At the dock of Arundel Plantation waiting to greet Nicole were identical twin boys, six years old, and two beautiful seventeen-year-old twins who were introduced as Alex and Amanda. Clay waited impatiently while everyone else hugged his wife, then he swept her into his arms for an embarrassingly passionate kiss, after which they walked away, each holding one of the boys' hands and looking into each other's eyes.

"They're always like that," Alex said half in disgust.

"They're in love, you idiot," Amanda snapped before turning to Leah. "Would you like to see the cloth that came in? Uncle Clay says it's for you."

"I have better things to do, so if you ladies will excuse me," Alex said as he mounted a beautiful roan horse and rode away.
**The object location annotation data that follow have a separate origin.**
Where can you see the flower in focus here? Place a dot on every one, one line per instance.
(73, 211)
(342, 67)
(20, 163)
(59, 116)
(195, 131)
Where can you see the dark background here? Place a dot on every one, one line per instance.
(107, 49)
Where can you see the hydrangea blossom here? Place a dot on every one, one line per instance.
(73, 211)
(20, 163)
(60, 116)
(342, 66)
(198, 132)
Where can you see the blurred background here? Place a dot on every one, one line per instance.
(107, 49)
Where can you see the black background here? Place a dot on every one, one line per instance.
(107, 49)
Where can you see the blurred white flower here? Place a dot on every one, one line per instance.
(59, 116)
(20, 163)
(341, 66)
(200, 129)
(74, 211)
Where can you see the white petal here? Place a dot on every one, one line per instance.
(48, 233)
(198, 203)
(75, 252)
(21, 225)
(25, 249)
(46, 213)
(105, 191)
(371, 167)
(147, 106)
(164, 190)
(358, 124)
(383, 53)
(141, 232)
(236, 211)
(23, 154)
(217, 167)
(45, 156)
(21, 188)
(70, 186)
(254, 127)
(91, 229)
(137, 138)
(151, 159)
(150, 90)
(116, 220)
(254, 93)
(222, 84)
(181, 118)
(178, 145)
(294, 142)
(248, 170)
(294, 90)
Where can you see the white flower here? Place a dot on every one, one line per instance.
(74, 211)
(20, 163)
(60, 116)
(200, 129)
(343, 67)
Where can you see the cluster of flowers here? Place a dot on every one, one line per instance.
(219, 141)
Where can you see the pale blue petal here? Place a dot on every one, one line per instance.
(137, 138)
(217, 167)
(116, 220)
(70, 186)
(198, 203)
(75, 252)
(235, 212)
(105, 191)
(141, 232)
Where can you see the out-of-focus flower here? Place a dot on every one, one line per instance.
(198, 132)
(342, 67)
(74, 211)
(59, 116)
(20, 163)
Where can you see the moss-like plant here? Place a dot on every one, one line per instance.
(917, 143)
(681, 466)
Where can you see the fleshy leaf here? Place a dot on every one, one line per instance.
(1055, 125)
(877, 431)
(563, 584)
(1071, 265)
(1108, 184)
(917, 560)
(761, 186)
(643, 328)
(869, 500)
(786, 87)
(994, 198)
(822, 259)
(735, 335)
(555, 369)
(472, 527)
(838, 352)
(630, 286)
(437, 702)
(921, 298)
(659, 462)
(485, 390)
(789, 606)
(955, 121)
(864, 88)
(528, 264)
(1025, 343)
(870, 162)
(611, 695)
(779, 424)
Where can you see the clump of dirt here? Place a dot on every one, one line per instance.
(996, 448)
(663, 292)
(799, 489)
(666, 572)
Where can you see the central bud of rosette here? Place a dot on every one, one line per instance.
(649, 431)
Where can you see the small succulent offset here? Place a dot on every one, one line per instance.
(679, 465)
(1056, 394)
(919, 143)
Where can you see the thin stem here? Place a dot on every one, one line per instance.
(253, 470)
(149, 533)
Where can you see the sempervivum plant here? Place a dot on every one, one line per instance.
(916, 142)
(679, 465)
"We don't need him anyway," Amanda said. "Come on, we have to hurry. Madame Gisele is awful when she's kept waiting. If she bullies you too much, just threaten to send her back to France. It makes her keep quiet for a few minutes at least," Amanda confided.

As Leah and Amanda walked together, Amanda chattering away, Leah was watching the early morning bustle going on about her as people went in and out of what seemed to be hundreds of buildings. Leah asked questions.

"The overseer's cottage, workers' quarters, ice house, the stables through there, the kitchen," were Amanda's answers. "She's upstairs waiting for us." Amanda led Leah through an octagonal porch at the back of a big brick house, up some beautiful stairs, past tables covered with freshly cut flowers.

"MomI mean Nicolelikes lots of flowers. Here we are, Madame," Amanda said politely to a tiny little woman with a big nose and fierce black eyes.

"You have taken your time," Madame Gisele said in such an odd way that Leah didn't quite understand her.

"It's her accent," Amanda whispered. "Took me awhile too."

"Out!" Madame commanded. "We have work to do and you are in the way."

"Yes, of course," Amanda said, laughing as she curtsied before leaving the room.

"Insolent girl!" Madame snapped, but there was affection in her voice. Then her eyes were on Leah, walking around her, examining her.

"Yes, yes, a good figure, a bit large in the bosom but your husband likes that, no?"

Leah smiled, turned red, and began to study the wallpaper of the attic room.

"Come, come, don't stand there. There's work to be done. Show me what you like so we can begin."

She motioned toward shelves along one wall that were loaded with bolts and rolls of fabric.

Leah stuck out her finger to touch a piece of deep blue velvet. "I* I don't know," Leah said. "I like everything. Nicole and Regan usually."

"Ah!" Madame Gisele cut her off. "Madame Regan is not here and Nicole is no doubt in the throes of passion with that magnificent man of hers and she will be of no use for days. So! Now you must learn to rely on yourself. Stand up straight! No dress will ever hang properly if your shoulders droop so. Have some pride in yourself. You are a beautiful woman, you have a rich, handsome husband who will return to you soon and now we will dress you splendidly. You have much to be proud of so show it!"

Yes, Leah thought, she is perfectly correct. I do have a lot to be proud of. She turned toward the fabric. "I like this," she said, touching a rust-colored velvet.

"Good! And what else?"

"This and this and* this one."

Madame Gisele stood back for a moment, looked up at Leah, then gave a short laugh. "You may look frightened but you're afraid of no one. True, no?"